In opposing the imminent invasion of Iraq in early 2003, Pinter wrote: “It is obvious … that the United States is bursting at the seams to attack Iraq. I believe that it will do this — not just to take control of Iraqi oil — but because the U.S. administration is now a bloodthirsty wild animal.” As during the first Gulf War, Pinter put the sentiment in verse, in a January 2003 poem facetiously entitled “God Bless America.” (Sample stanza: “_Here they go again/The Yanks in their armoured parade/Chanting their ballads of joy/As they gallop across the big world/Praising America’s God.”)_Pinter could muster no sympathy for the U.S. in the wake of the 9/11 terrorist attacks. While receiving an honorary doctorate from Turn University in 2002, he unburdened himself of his view that “[t]he atrocity in New York was predictable and inevitable. It was an act of retaliation against constant and systematic manifestations of state terrorism on the part of the United States over many years, in all parts of the world.” In the same speech, Pinter gave sanction to any future terrorist attacks on Britain, claiming that they could justifiably be charged to Tony Blair. Terrorist attacks, Pinter explained, “are quite likely, the inevitable result of our Prime Minister’s contemptible and shameful subservience to the United States.”

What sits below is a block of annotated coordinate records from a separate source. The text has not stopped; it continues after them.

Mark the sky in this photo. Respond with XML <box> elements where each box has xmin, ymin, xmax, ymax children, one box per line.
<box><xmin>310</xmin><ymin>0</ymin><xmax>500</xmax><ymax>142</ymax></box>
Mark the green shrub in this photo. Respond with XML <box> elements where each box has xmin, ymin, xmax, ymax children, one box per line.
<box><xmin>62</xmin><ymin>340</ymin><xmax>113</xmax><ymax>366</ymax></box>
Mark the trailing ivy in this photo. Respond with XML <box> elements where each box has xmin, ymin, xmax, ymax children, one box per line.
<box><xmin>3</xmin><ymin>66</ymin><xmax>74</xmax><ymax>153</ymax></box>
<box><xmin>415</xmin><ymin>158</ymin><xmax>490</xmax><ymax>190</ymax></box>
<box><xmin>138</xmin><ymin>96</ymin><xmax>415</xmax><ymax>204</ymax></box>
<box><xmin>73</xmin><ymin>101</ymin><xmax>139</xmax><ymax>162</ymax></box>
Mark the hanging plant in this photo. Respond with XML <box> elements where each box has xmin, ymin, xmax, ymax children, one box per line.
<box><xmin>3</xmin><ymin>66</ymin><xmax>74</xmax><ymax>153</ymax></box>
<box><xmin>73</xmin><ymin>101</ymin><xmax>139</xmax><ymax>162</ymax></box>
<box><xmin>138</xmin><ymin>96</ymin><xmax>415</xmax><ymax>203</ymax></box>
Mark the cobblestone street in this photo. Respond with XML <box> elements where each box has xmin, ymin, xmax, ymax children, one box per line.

In 2005 Pinter was awarded the Nobel Prize for literature. Unable, due to illness, to deliver his Nobel Lecture in person, he recorded it on videotape and it was shown at the Swedish Academy in Stockholm on December 7, 2005. With some three-fourths of its content devoted to excoriating American foreign policy, the lecture included such passages as:
“I put to you that the United States is without doubt the greatest show on the road. Brutal, indifferent, scornful and ruthless it may be but it is also very clever…. The United States no longer bothers about low intensity conflict. It no longer sees any point in being reticent or even devious. It puts its cards on the table without fear or favor. It quite simply doesn’t give a damn about the United Nations, international law or critical dissent, which it regards as impotent and irrelevant…. We have brought torture, cluster bombs, depleted uranium, innumerable acts of random murder, misery, degradation and death to the Iraqi people and call it ‘bringing freedom and democracy to the Middle East.’ How many people do you have to kill before you qualify to be described as a mass murderer and a war criminal?”
Pinter died of cancer on December 24, 2008.